Thursday, September 30, 2010

Process I'm Going Through

Pretty much, I had to return a product because it didn't really perform to the level of expectation I wanted. Right now is pretty early in the morning and because I get to set my own working hours, I'm going to go outside and work out. It feels good to walk in the morning and work out and then take a shower afterward.

I'm also going to read a little more on the subject of something like gambling. It's pretty interesting that some professional gamblers rely on their skills more than luck to make a living. I'm just bored so I picked up some books at a library. I'm surprised that a public city library would actually have those types of books for your reading pleasure.

Right now I'm on my third week of consistent exercise to make myself grow taller, no results! Oh well, I'm just going to keep on exercising with growing taller. Or at least, I'll practice it and if my future kids want to grow up to be tall then I'll have something fun to share with them and do at a park, while drinking milk every morning with them- like a trivial ritual. I also acquired this growth spray that smells like pure protein and artificial testosterone- you just spray it on some sensitive locations that growth inhabits at- like your knees. I've been inconsistent with using the spray; because I haven't had any side effects might as well finish that spray bottle now. I've even ingested it and still didn't get sick. They called it an "herbal supplement" which I thought meant you are supposed to spray it in your mouth, but the instructions said to spray it over those sensitive areas, so I wasted a good portion of the bottle trying to eat it every night.
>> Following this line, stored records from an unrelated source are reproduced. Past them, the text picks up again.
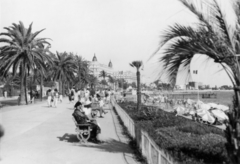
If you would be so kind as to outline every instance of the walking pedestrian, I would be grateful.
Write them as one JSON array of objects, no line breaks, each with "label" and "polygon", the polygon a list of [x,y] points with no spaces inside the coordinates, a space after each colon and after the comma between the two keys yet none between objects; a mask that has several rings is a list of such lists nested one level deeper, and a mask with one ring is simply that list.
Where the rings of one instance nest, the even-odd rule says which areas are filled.
[{"label": "walking pedestrian", "polygon": [[49,89],[48,91],[47,91],[47,103],[48,103],[48,107],[51,107],[52,105],[51,105],[51,102],[52,101],[52,90],[51,89]]},{"label": "walking pedestrian", "polygon": [[54,92],[53,92],[53,106],[54,107],[57,107],[58,99],[59,99],[59,93],[58,93],[58,90],[55,88]]}]

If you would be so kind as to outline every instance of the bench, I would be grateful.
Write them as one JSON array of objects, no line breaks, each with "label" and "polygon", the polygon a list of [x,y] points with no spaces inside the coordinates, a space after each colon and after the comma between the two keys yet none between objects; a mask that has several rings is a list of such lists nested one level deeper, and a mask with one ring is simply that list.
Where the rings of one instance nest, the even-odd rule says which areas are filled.
[{"label": "bench", "polygon": [[74,117],[73,121],[76,125],[75,131],[77,132],[77,138],[80,142],[86,143],[91,136],[91,125],[90,124],[78,124]]}]

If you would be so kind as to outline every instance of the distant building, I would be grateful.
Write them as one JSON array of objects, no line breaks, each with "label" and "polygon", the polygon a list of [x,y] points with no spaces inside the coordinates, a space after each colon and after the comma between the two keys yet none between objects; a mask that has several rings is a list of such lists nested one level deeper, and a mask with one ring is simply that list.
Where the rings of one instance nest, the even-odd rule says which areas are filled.
[{"label": "distant building", "polygon": [[113,77],[116,79],[124,79],[128,83],[135,82],[137,84],[137,76],[136,73],[131,71],[117,71],[113,73]]},{"label": "distant building", "polygon": [[198,89],[198,82],[191,81],[189,82],[188,86],[190,87],[189,89]]},{"label": "distant building", "polygon": [[108,65],[99,63],[95,54],[93,56],[92,61],[90,61],[89,68],[92,71],[92,74],[98,78],[99,78],[100,72],[103,70],[108,75],[111,75],[111,76],[113,75],[113,64],[111,60],[109,61]]}]

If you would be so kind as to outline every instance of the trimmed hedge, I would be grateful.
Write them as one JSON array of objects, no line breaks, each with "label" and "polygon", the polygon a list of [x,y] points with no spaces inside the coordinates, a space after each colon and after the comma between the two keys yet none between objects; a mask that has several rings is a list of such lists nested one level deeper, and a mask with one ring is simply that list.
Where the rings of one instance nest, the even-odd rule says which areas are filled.
[{"label": "trimmed hedge", "polygon": [[226,139],[221,129],[176,117],[157,107],[119,104],[136,125],[152,137],[156,144],[184,164],[229,163],[225,149]]}]

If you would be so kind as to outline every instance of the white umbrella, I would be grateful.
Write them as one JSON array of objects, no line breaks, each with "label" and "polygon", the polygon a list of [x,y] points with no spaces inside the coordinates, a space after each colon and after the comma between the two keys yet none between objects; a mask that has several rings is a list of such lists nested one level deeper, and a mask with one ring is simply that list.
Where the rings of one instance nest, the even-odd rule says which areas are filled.
[{"label": "white umbrella", "polygon": [[220,109],[211,110],[211,113],[212,113],[219,121],[228,120],[228,116],[227,116],[223,111],[221,111]]},{"label": "white umbrella", "polygon": [[210,105],[212,108],[217,108],[218,107],[218,104],[215,104],[215,103],[208,103],[208,105]]},{"label": "white umbrella", "polygon": [[226,112],[226,111],[229,110],[229,107],[228,107],[228,106],[225,106],[225,105],[218,105],[218,106],[217,106],[217,109],[220,109],[220,110]]}]

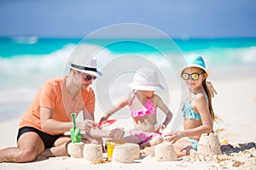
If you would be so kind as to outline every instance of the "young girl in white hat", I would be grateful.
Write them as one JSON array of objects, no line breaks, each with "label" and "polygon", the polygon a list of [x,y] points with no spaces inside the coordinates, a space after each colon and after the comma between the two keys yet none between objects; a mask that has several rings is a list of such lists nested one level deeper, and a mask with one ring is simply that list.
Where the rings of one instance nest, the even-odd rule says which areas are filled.
[{"label": "young girl in white hat", "polygon": [[[163,139],[160,130],[168,125],[172,118],[172,113],[160,97],[154,94],[155,90],[163,89],[157,72],[146,67],[137,70],[129,87],[133,89],[133,93],[109,112],[105,113],[101,121],[107,120],[114,112],[129,105],[135,128],[130,131],[130,135],[125,137],[124,140],[139,144],[141,147],[161,143]],[[157,108],[166,114],[166,119],[161,124],[157,122]]]},{"label": "young girl in white hat", "polygon": [[[189,89],[188,102],[182,110],[183,130],[165,135],[166,140],[173,144],[178,156],[196,150],[201,135],[212,132],[215,115],[212,107],[212,92],[209,91],[207,84],[209,75],[201,56],[188,58],[187,65],[180,71],[180,76]],[[212,86],[210,88],[212,88]]]}]

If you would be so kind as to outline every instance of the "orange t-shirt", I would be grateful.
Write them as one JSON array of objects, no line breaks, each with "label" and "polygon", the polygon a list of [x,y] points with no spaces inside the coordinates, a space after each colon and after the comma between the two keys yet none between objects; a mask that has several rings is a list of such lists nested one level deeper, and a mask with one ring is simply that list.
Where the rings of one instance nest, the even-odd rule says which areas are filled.
[{"label": "orange t-shirt", "polygon": [[78,114],[84,108],[89,113],[93,114],[94,91],[88,87],[85,90],[79,90],[76,97],[72,99],[65,88],[65,78],[50,79],[40,88],[30,107],[25,112],[19,128],[32,127],[44,132],[40,122],[40,107],[52,109],[52,118],[56,121],[72,122],[70,114]]}]

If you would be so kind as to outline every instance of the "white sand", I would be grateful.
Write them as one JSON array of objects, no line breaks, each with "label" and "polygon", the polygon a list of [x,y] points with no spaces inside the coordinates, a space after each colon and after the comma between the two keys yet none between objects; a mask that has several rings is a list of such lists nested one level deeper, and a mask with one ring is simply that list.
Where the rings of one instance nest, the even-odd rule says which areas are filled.
[{"label": "white sand", "polygon": [[[213,99],[213,109],[223,120],[215,126],[215,129],[222,129],[218,133],[220,141],[227,140],[234,146],[256,142],[256,76],[212,81],[218,93]],[[176,110],[175,108],[172,110]],[[19,120],[1,122],[0,148],[15,145],[18,122]],[[123,124],[120,121],[118,125],[131,128],[131,123]],[[239,169],[256,169],[255,156],[255,148],[253,148],[232,154],[230,160],[218,157],[215,162],[195,162],[189,157],[177,162],[158,162],[152,157],[146,157],[133,163],[91,165],[84,159],[55,157],[30,163],[0,163],[0,169],[234,169],[234,166],[238,166]]]}]

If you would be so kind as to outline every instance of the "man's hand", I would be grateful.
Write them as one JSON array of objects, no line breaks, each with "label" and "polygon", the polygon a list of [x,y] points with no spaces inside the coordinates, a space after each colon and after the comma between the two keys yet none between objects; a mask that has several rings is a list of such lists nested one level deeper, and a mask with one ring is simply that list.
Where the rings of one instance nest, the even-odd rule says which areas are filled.
[{"label": "man's hand", "polygon": [[90,128],[96,128],[97,123],[90,119],[85,119],[83,122],[78,122],[78,127],[81,129],[81,131],[84,131],[89,133]]}]

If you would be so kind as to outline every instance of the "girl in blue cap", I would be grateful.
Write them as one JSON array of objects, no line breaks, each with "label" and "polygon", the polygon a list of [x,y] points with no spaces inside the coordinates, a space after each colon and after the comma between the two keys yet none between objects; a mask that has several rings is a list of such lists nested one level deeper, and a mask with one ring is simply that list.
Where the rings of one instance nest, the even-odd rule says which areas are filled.
[{"label": "girl in blue cap", "polygon": [[210,71],[201,56],[193,56],[186,60],[187,65],[179,71],[189,89],[187,102],[182,109],[183,130],[165,135],[165,139],[173,144],[178,157],[197,150],[201,135],[212,132],[215,118],[212,95],[207,85]]}]

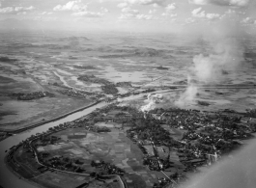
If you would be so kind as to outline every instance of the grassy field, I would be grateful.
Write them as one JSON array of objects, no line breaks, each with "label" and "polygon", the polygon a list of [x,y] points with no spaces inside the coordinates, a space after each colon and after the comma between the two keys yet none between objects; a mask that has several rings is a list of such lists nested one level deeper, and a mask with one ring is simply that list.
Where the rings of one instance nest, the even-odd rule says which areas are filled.
[{"label": "grassy field", "polygon": [[136,145],[127,138],[126,133],[117,128],[111,132],[94,133],[83,128],[70,128],[52,134],[61,138],[57,145],[38,148],[52,156],[69,156],[82,161],[86,172],[98,171],[91,167],[92,160],[103,160],[125,170],[124,178],[130,187],[151,187],[157,177],[164,175],[159,172],[150,171],[143,166],[143,154]]}]

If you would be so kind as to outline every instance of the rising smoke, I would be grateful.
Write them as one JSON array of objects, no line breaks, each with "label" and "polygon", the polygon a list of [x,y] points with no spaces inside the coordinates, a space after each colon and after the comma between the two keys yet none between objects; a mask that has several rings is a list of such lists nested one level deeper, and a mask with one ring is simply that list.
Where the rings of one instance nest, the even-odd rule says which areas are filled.
[{"label": "rising smoke", "polygon": [[162,94],[148,94],[148,97],[146,99],[145,102],[147,102],[148,104],[142,106],[140,108],[140,110],[143,112],[143,113],[146,113],[146,112],[149,112],[150,110],[153,110],[154,108],[156,108],[156,105],[157,103],[160,103],[162,102],[163,100],[163,96]]},{"label": "rising smoke", "polygon": [[238,22],[229,17],[213,28],[205,36],[205,40],[211,45],[211,52],[193,58],[193,65],[189,68],[191,73],[187,75],[187,88],[175,101],[177,106],[195,101],[198,89],[190,81],[191,77],[204,84],[224,83],[228,74],[234,74],[243,62],[242,31]]}]

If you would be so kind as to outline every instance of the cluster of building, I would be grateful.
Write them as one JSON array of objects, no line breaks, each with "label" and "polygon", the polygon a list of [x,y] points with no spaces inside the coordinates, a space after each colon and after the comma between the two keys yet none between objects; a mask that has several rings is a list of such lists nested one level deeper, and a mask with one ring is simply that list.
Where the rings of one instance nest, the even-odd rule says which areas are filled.
[{"label": "cluster of building", "polygon": [[[144,118],[137,117],[127,135],[141,148],[149,169],[168,172],[176,168],[183,170],[183,175],[216,162],[222,154],[242,145],[242,140],[251,138],[256,124],[242,119],[236,114],[155,109]],[[182,133],[180,138],[174,129]],[[182,166],[173,164],[170,151],[178,155]]]},{"label": "cluster of building", "polygon": [[42,97],[54,97],[55,94],[51,94],[49,92],[34,92],[30,94],[23,94],[23,93],[14,93],[9,94],[9,96],[15,96],[17,97],[17,100],[33,100],[33,99],[38,99]]},{"label": "cluster of building", "polygon": [[[83,127],[88,131],[108,132],[109,128],[97,126],[99,121],[120,123],[127,127],[127,136],[144,154],[144,165],[152,171],[172,172],[165,178],[158,178],[155,188],[179,184],[185,181],[187,172],[196,172],[202,165],[212,165],[222,154],[242,145],[251,138],[256,124],[251,118],[236,113],[206,112],[178,108],[154,109],[147,113],[116,103],[96,109],[90,115],[71,122],[65,122],[42,134],[32,135],[21,145],[29,148],[39,161],[47,168],[61,171],[86,173],[83,161],[67,156],[50,156],[46,151],[38,152],[39,146],[55,145],[59,138],[51,136],[66,128]],[[121,128],[122,128],[121,127]],[[14,150],[16,148],[14,148]],[[12,152],[9,153],[9,157]],[[176,158],[175,160],[173,158]],[[124,175],[124,171],[104,161],[92,161],[95,176]],[[87,172],[88,173],[88,172]]]}]

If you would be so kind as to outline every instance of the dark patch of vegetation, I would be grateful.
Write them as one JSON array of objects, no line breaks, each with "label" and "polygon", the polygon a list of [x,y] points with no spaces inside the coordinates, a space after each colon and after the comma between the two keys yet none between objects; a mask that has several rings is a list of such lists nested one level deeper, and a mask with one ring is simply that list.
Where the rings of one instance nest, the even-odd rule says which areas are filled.
[{"label": "dark patch of vegetation", "polygon": [[92,82],[96,84],[103,84],[103,85],[111,85],[112,83],[103,79],[96,77],[95,75],[80,75],[77,80],[85,81],[85,82]]},{"label": "dark patch of vegetation", "polygon": [[101,86],[101,90],[107,94],[118,94],[118,90],[114,84],[109,84],[105,86]]},{"label": "dark patch of vegetation", "polygon": [[16,59],[11,59],[9,57],[0,57],[0,62],[8,62],[8,63],[11,63],[11,62],[16,62],[17,60]]}]

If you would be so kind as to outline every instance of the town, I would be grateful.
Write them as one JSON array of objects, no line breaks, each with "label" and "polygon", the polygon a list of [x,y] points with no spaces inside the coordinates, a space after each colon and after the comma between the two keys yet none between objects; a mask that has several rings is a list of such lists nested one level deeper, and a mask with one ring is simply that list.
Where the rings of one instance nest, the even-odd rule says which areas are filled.
[{"label": "town", "polygon": [[[79,120],[31,136],[12,148],[7,160],[14,171],[31,179],[45,172],[60,172],[88,175],[86,185],[94,179],[104,186],[118,182],[115,187],[128,188],[146,182],[144,187],[177,187],[186,181],[186,175],[218,162],[223,155],[253,138],[256,131],[254,112],[156,108],[143,113],[115,102]],[[108,135],[117,134],[126,135],[128,140],[125,137],[122,142],[115,139],[119,143],[113,148],[107,143],[110,142]],[[119,153],[116,149],[120,145],[128,144],[137,148],[134,152],[140,157],[136,158],[136,165],[117,162],[121,159],[132,161],[131,154],[122,155],[120,159],[109,154]],[[33,170],[27,170],[29,163]],[[144,176],[131,175],[136,175],[138,168]],[[30,173],[21,174],[24,170]],[[37,173],[33,175],[31,171]],[[149,180],[152,176],[156,178]]]}]

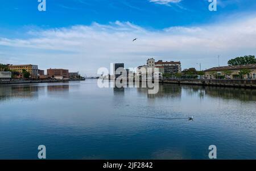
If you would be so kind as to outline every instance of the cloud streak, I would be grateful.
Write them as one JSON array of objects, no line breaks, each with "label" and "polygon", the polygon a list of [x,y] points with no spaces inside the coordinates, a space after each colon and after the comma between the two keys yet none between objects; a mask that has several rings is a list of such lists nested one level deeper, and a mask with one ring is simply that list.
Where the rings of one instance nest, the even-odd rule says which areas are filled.
[{"label": "cloud streak", "polygon": [[[200,62],[204,69],[217,65],[214,64],[218,54],[223,60],[256,54],[255,17],[160,30],[146,29],[129,22],[93,23],[30,30],[28,34],[32,38],[0,37],[0,51],[15,60],[18,56],[19,62],[33,61],[45,69],[66,67],[88,74],[93,74],[98,68],[109,66],[113,62],[136,67],[144,64],[149,57],[181,61],[183,68],[195,67]],[[133,42],[134,37],[138,37],[138,41]],[[4,59],[2,55],[0,58]]]},{"label": "cloud streak", "polygon": [[154,2],[158,4],[169,4],[171,3],[179,3],[181,2],[181,0],[150,0],[151,2]]}]

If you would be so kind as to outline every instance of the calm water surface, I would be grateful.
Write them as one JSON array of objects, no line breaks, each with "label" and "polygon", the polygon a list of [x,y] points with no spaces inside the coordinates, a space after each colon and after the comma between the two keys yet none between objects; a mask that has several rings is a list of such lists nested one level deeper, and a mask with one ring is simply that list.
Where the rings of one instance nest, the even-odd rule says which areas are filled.
[{"label": "calm water surface", "polygon": [[159,88],[0,86],[0,159],[256,159],[255,90]]}]

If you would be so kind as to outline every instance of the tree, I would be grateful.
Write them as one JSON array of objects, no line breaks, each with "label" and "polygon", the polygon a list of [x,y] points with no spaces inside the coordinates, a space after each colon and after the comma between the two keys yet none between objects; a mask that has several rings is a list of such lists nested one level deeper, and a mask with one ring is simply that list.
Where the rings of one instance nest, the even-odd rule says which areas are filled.
[{"label": "tree", "polygon": [[240,69],[240,76],[242,76],[242,79],[245,78],[245,75],[250,74],[253,70],[247,68],[242,68]]},{"label": "tree", "polygon": [[249,55],[237,57],[235,59],[230,60],[228,62],[228,64],[230,65],[240,65],[251,64],[256,64],[255,56]]},{"label": "tree", "polygon": [[233,73],[233,71],[229,70],[225,70],[223,71],[223,73],[226,75],[226,78],[228,78],[228,76],[230,75]]},{"label": "tree", "polygon": [[7,65],[0,64],[0,71],[10,71],[10,69]]},{"label": "tree", "polygon": [[22,69],[22,73],[23,74],[24,78],[29,78],[30,76],[30,73],[28,72],[26,69]]}]

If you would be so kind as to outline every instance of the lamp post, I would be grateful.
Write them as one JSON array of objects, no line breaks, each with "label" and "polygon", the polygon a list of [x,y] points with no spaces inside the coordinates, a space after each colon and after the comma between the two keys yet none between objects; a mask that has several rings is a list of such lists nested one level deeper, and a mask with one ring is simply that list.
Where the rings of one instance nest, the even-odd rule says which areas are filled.
[{"label": "lamp post", "polygon": [[[200,72],[201,71],[201,63],[196,63],[196,64],[199,65],[200,68]],[[200,73],[200,80],[202,79],[202,76],[201,76],[201,73]]]},{"label": "lamp post", "polygon": [[199,65],[200,68],[200,71],[201,71],[201,63],[196,63],[196,64]]}]

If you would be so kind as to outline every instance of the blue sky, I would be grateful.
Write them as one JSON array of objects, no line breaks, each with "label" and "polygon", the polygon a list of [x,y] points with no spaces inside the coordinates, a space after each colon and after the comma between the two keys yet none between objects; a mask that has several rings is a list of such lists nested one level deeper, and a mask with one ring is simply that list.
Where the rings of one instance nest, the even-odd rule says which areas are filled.
[{"label": "blue sky", "polygon": [[256,34],[255,1],[217,2],[213,12],[206,0],[47,0],[40,12],[37,0],[2,1],[0,63],[93,75],[110,62],[134,68],[147,57],[204,69],[217,65],[218,55],[222,65],[255,55],[254,43],[245,43]]}]

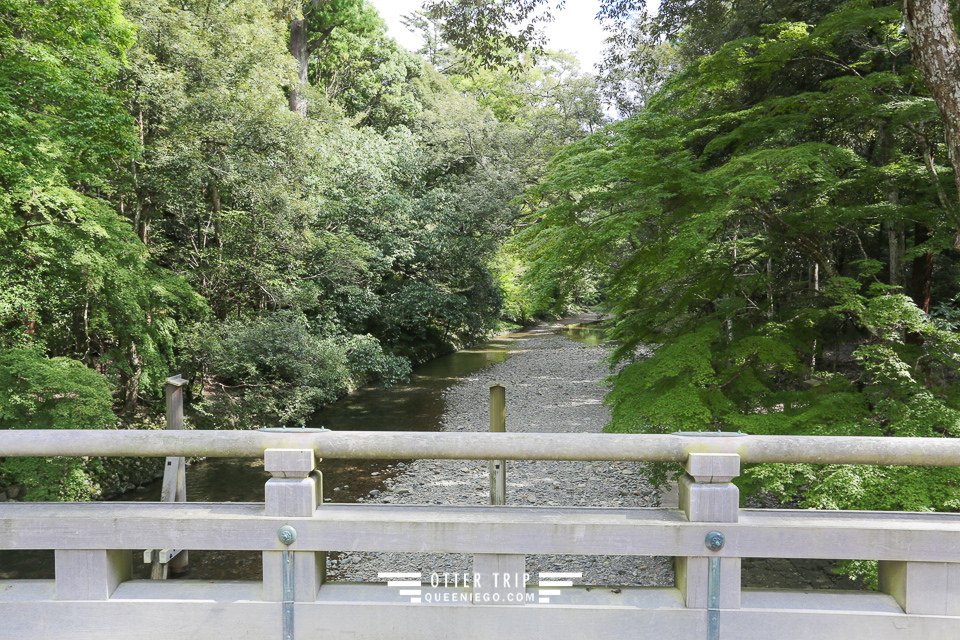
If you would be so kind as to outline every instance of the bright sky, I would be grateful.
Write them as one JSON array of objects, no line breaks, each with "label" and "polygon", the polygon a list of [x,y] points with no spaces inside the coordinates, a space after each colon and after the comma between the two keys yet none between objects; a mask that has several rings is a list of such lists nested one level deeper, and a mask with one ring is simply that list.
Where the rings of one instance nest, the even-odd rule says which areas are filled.
[{"label": "bright sky", "polygon": [[[387,22],[390,35],[411,51],[420,47],[420,39],[407,31],[400,18],[420,8],[422,0],[370,0]],[[600,0],[567,0],[566,6],[554,11],[554,21],[547,25],[548,49],[565,49],[580,59],[584,71],[603,56],[603,28],[595,20]]]}]

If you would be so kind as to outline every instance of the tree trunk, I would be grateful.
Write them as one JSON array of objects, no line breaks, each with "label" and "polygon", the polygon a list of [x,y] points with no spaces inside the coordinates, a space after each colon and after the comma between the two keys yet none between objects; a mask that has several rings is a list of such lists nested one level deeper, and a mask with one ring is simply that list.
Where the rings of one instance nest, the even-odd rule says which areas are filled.
[{"label": "tree trunk", "polygon": [[309,62],[309,51],[307,49],[307,19],[301,16],[290,21],[290,55],[297,61],[299,74],[297,83],[290,87],[288,101],[290,110],[299,113],[301,116],[307,115],[307,63]]},{"label": "tree trunk", "polygon": [[[930,230],[926,225],[917,223],[913,232],[913,246],[920,246],[929,239]],[[913,259],[913,271],[910,275],[910,297],[924,312],[930,313],[930,292],[933,283],[933,253],[931,251],[926,251]]]},{"label": "tree trunk", "polygon": [[950,5],[950,0],[904,0],[904,19],[914,64],[943,118],[947,157],[960,193],[960,38]]},{"label": "tree trunk", "polygon": [[890,284],[903,286],[903,256],[907,252],[907,238],[903,222],[887,223],[887,247],[890,253]]}]

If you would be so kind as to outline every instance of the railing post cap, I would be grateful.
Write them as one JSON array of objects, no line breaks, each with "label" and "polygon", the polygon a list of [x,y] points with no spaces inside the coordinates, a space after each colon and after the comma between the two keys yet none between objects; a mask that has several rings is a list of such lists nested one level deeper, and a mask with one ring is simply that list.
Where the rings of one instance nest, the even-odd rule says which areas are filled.
[{"label": "railing post cap", "polygon": [[275,478],[306,478],[317,466],[313,449],[267,449],[263,468]]},{"label": "railing post cap", "polygon": [[684,464],[697,482],[730,482],[740,475],[740,456],[735,453],[691,453]]}]

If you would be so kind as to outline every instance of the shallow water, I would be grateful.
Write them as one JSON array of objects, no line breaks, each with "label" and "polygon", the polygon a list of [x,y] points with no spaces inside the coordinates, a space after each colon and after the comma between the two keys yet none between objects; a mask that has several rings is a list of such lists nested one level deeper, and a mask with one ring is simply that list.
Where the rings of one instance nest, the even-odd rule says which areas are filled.
[{"label": "shallow water", "polygon": [[[414,371],[410,381],[390,388],[360,389],[330,405],[315,416],[312,427],[335,431],[437,431],[444,413],[444,391],[459,380],[502,362],[521,349],[518,340],[559,333],[568,338],[599,344],[602,331],[588,325],[572,325],[550,331],[520,331],[463,349],[428,362]],[[320,466],[325,500],[357,502],[383,481],[396,475],[399,460],[331,460]],[[262,502],[263,485],[269,478],[262,460],[212,458],[187,469],[187,498],[191,502]],[[160,481],[130,491],[118,501],[156,501]],[[149,575],[139,564],[135,572]],[[261,554],[257,552],[190,551],[190,569],[185,577],[207,580],[258,579]],[[0,579],[52,578],[53,552],[0,552]]]}]

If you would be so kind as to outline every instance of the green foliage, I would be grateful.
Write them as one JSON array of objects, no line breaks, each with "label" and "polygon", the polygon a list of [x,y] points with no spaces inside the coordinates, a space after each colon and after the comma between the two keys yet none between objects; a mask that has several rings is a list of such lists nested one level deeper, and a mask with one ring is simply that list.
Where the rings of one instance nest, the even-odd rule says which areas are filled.
[{"label": "green foliage", "polygon": [[[678,36],[689,62],[645,109],[557,154],[514,240],[536,259],[523,282],[551,300],[602,285],[623,365],[611,430],[956,437],[956,194],[899,11],[779,4],[735,37],[698,23],[708,55]],[[951,510],[958,480],[774,465],[742,485]]]},{"label": "green foliage", "polygon": [[[0,429],[109,429],[116,421],[107,379],[76,360],[0,350],[0,388]],[[0,478],[30,500],[83,500],[98,491],[90,466],[76,458],[7,458]]]},{"label": "green foliage", "polygon": [[227,321],[203,336],[217,380],[203,411],[218,426],[303,426],[323,405],[372,380],[405,379],[410,365],[372,336],[322,337],[287,312]]}]

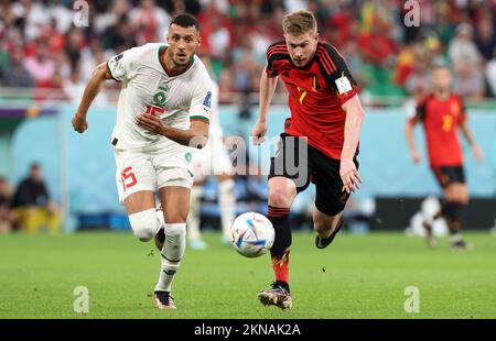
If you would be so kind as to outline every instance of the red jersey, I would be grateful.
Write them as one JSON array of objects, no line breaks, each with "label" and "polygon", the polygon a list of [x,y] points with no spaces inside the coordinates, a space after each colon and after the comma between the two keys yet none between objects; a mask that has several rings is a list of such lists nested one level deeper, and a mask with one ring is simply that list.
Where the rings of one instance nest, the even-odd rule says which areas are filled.
[{"label": "red jersey", "polygon": [[284,132],[306,136],[309,144],[334,160],[341,160],[346,112],[342,106],[357,91],[343,56],[328,43],[319,43],[313,61],[296,67],[285,42],[267,50],[267,74],[279,76],[289,92],[291,117]]},{"label": "red jersey", "polygon": [[463,164],[457,128],[466,121],[461,97],[451,94],[445,100],[429,95],[417,106],[412,122],[422,121],[431,166],[461,166]]}]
I'm also going to make it a habit to finish the Bible every year and get out of feeling guilty with my sins by repenting to the Lord. Why not? I feel ashamed to look at the mirror sometimes after knowing something dumb and morally conflicting that I did. I don't feel bad about the church people who acted like little kids with me anymore; they were really in a dimension of dementia. I can see why they need to blame someone for their problems of wanting to make the church bigger.